Rhesus macaques were challenged by the intranasal and intratracheal routes with 10⁵ TCID50 SARS-CoV-2 on day 0 and then received intravenous infusion of 250 mg/kg, 25 mg/kg, or 0 mg/kg purified SARS-CoV-2 IgG on day 1. Log₁₀ sgRNA copies/ml (limit of quantification 50 copies/ml) were assessed in bronchoalveolar lavage (BAL) and log₁₀ sgRNA copies/swab (limit of quantification 50 copies/swab) were assessed in nasal swabs (NS) following challenge. Days following challenge is shown on the x-axis. Red lines reflect median values. Arrows represent the day of IgG infusion. The number of animals is denoted in each panel and the median line overlaps with data lines.

Figure 4.. Viral loads following CD8 depletion and SARS-CoV-2 re-challenge.

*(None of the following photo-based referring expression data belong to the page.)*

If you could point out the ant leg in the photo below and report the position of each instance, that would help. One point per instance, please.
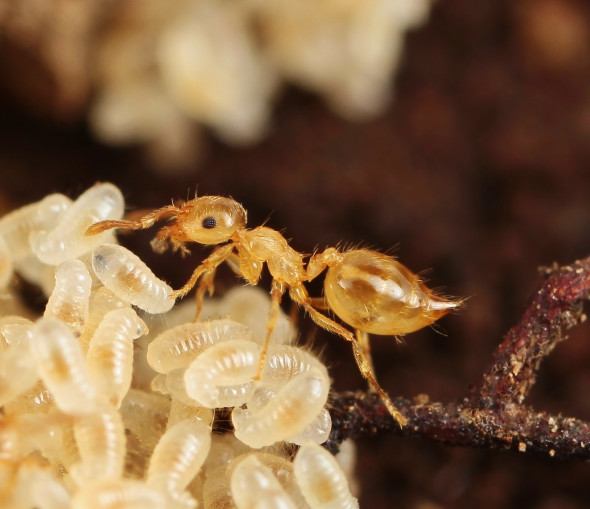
(210, 263)
(276, 294)
(145, 222)
(366, 368)
(359, 348)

Rhesus macaques were infected with SARS-CoV-2 and received 50 mg/kg anti-CD8α mAb, anti-CD8β mAb, or sham mAb at week 7, reflecting day −3 relative to re-challenge. On day 0, all animals were re-challenged with 10⁵ TCID50 SARS-CoV-2. (a) Log₁₀ sgRNA copies/ml (limit of quantification 50 copies/ml) were assessed in bronchoalveolar lavage (BAL) following re-challenge. (b) Log₁₀ sgRNA copies/swab (limit of quantification 50 copies/swab) were assessed in nasal swabs (NS) following re-challenge. Days following challenge is shown on the x-axis. (c) Comparison of peak log sgRNA in NS following re-challenge in sham and anti-CD8 groups. Peak log sgRNA in NS from naïve animals following primary challenge from the adoptive transfer study are shown for comparison. Red lines reflect median values. The number of animals is denoted in each panel (Sham n=5, Anti-CD8 n=8, Naïve n=3 independent animals). P values reflects two-sided Mann-Whitney tests.